Psilocybin Therapy for Treatment-Resistant Depression: What the Science Shows

What Is Psilocybin-Assisted Therapy for Depression?

Psilocybin is a naturally occurring tryptamine compound found in over 200 species of mushrooms. When ingested, it is rapidly converted to psilocin, which acts primarily as an agonist at serotonin 5-HT2A receptors in the brain. Unlike traditional antidepressants that require daily dosing, psilocybin therapy typically involves one or two dosing sessions embedded within a structured therapeutic framework that includes preparation sessions, the dosing experience itself (lasting 4–6 hours under clinical supervision), and integration therapy sessions afterward.

Treatment-resistant depression (TRD) affects approximately 30% of the 280 million people worldwide living with major depressive disorder, according to the World Health Organization. TRD is defined as failure to achieve adequate response after at least two trials of antidepressant medications at adequate doses and duration. Current treatment options for TRD include electroconvulsive therapy (ECT), transcranial magnetic stimulation (TMS), and esketamine (Spravato), but each has significant limitations in efficacy, accessibility, or side effects.

The therapeutic model for psilocybin-assisted therapy was developed through decades of research at institutions including Johns Hopkins University, Imperial College London, and New York University. The approach emphasizes "set and setting"—the patient's mindset and the physical environment—as critical factors in therapeutic outcomes. Trained therapists provide non-directive support during the dosing session and help patients process and integrate their experiences in subsequent sessions.

What Did the COMPASS Pathways Phase 2b Trial Show?

The COMPASS Pathways Phase 2b trial (published in NEJM, November 2022) was the largest randomized controlled trial of psilocybin for depression at the time. It enrolled 233 participants across 22 sites in 10 countries, all with treatment-resistant depression who had failed 2–4 adequate antidepressant trials. Participants were randomized to receive a single dose of 25mg, 10mg, or 1mg (active control) of COMP360, a synthetic formulation of psilocybin, alongside psychological support.

At the primary endpoint of 3 weeks, 29.1% of participants in the 25mg group achieved remission (MADRS score ≤10) compared to 7.6% in the 1mg control group (p=0.002). The 25mg group also showed a significantly greater reduction in MADRS scores (mean change of -12.0 points vs. -5.4 in controls). The 10mg dose did not show statistically significant separation from the control. Response rates (at least 50% reduction in MADRS) were 36.7% in the 25mg group.

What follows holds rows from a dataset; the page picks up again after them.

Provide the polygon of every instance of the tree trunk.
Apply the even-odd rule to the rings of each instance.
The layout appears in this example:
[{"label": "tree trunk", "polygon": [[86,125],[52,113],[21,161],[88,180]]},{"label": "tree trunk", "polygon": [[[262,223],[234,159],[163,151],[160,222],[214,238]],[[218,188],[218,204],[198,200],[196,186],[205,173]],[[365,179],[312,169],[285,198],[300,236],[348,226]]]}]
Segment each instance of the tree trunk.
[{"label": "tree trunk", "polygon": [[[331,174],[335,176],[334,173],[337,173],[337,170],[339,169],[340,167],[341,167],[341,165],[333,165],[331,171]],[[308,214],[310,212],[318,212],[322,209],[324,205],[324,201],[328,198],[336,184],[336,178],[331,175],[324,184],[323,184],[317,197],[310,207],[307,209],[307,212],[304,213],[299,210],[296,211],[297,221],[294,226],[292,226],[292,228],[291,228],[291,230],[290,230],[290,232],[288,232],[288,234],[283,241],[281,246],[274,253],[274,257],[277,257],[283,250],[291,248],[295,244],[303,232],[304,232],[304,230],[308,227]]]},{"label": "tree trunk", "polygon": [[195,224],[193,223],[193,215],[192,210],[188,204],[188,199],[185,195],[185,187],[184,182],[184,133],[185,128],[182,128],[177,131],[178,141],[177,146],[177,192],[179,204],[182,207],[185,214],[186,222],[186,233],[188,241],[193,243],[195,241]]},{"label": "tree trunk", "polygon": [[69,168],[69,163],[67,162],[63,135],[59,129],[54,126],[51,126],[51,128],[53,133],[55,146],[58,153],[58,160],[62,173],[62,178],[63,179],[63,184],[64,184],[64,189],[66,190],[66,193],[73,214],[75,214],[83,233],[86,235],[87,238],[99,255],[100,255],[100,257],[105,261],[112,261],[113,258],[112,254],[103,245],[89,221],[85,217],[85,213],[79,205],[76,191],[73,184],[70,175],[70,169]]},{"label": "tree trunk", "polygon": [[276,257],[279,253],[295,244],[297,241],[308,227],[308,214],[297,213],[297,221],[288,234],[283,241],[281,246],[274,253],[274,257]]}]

Adverse events were generally mild to moderate and transient. The most common were headache (reported by 56% in the 25mg group), nausea (25%), and dizziness (14%). However, suicidal ideation was reported in some participants across all groups, prompting careful monitoring protocols. COMPASS Pathways has since initiated Phase 3 trials (COMP005 and COMP006) required for potential FDA approval, with results expected by 2025–2026. The FDA granted breakthrough therapy designation for COMP360 in 2018, acknowledging the preliminary evidence of substantial improvement over existing therapies.

How Does Psilocybin Work in the Brain?

Psilocin, the active metabolite of psilocybin, acts as a partial agonist at serotonin 5-HT2A receptors, which are densely distributed in the prefrontal cortex and other regions involved in mood regulation, cognition, and self-referential processing. Functional MRI studies conducted at Imperial College London by Robin Carhart-Harris and colleagues have shown that psilocybin decreases activity in the default mode network (DMN)—a brain network associated with self-referential thinking, rumination, and the sense of ego. Overactivity of the DMN has been consistently linked to depression.

Psilocybin also increases global brain connectivity, allowing brain regions that don't normally communicate to form transient connections. This has been described as increasing the brain's "entropy" or flexibility, potentially allowing patients to break free from rigid, negative thought patterns characteristic of depression. Research published in Nature Medicine (2022) by Daws et al. demonstrated that psilocybin therapy increased brain network integration and that the degree of this increase correlated with clinical improvement at 3 months.

Emerging evidence suggests psilocybin promotes neuroplasticity through increased expression of brain-derived neurotrophic factor (BDNF) and stimulation of dendritic spine growth. A 2021 study by Shao et al. in Neuron showed that a single dose of psilocybin in mice increased dendritic spine density in the prefrontal cortex by approximately 10%, with effects lasting at least one month. This structural neuroplasticity may underlie the durable antidepressant effects observed in clinical trials, distinguishing psilocybin from conventional antidepressants that primarily modulate neurotransmitter levels.